9000 Years of Wine: A World History
Vancouver: Whitecap Books, 2017
Paperback CA$19.95/£14
This is a history of wine from its origins (as far as they are known) to the present. It’s an updated version of A Short History of Wine, which was published in 2000 and translated into a number of foreign languages.
9000 Years of Wine follows a chronological structure, starting from the evidence of wine as a component of an alcoholic ‘cocktail’ (that also included beer and mead) dating back to about 7000 BCE. More certain evidence of viticulture and winemaking emerged from the Middle East around 3500 BCE, and substantial volumes of wine were later produced in Egypt. But it was Greece and Rome that became wine-drinking cultures, and they spread viticulture and winemaking knowledge to Europe, which in turn extended it to the wider world.
Throughout this narrative, I pursue a number of themes. One is concern for excessive consumption of wine, because intoxicated people can behave irrationally and dangerously and become socially disruptive. Religious and secular authorities tried various methods to prevent too much drinking – from education and limiting drinking hours, to punishment and Prohibition. What was moderate drinking and what was excessive are questions that run through the history of wine (and alcohol generally) for millennia.
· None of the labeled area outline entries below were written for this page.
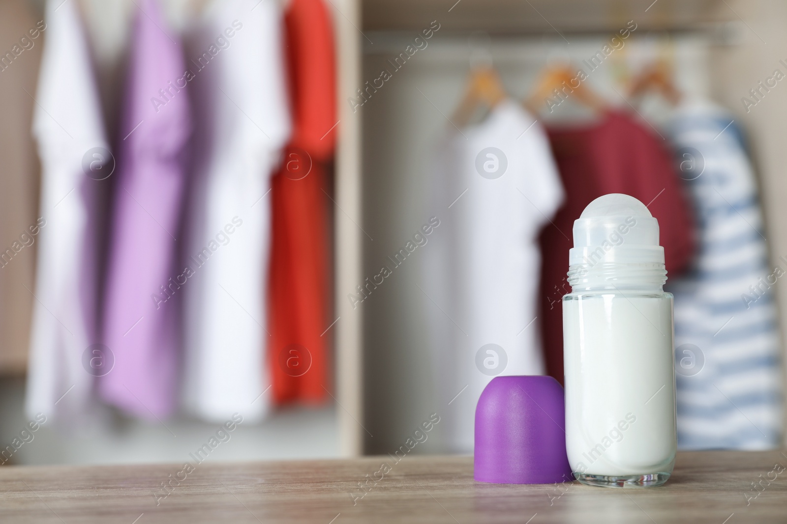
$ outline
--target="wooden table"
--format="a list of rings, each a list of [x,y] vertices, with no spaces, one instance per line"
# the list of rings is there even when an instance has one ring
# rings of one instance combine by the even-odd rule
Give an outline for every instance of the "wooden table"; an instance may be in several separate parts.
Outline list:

They explain why wine was one of the world’s first regulated commodities.
Underlying concern for the social and health effects of wine are patterns of wine consumption. As I point out in the book, this is impossible to calculate on a large-scale basis until recent times. We might know how much wine a monastery of 40 monks consumed in the 1300s, but we cannot know how much wine was consumed in the wider community. Still, we can make informed estimates of changes in consumption over time.
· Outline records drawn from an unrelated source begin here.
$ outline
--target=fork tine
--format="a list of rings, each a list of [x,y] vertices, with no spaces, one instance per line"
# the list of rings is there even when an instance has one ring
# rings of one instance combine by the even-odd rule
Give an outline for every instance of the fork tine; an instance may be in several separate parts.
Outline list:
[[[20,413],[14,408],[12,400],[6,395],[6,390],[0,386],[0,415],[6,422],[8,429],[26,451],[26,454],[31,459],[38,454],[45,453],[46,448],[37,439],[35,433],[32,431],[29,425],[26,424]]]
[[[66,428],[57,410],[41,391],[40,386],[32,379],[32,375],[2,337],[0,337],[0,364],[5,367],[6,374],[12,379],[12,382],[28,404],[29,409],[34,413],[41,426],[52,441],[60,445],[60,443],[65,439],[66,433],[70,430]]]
Another theme pursued in 9000 Years of Wine is the effects of wine on health. For thousands of years, up to the mid-1800s, physicians believed that wine was generally beneficial to health, especially as an aid to digestion. Although that belief declined (but didn’t completely disappear, especially in Europe) throughout the twentieth century, the medical benefits of wine were restated in the 1990s, when the French Paradox was promoted.
Other themes that 9000 Years of Wine takes up are the wine trade, religion and wine, the emergence of prestigious wine regions and wine classifications, and wine laws.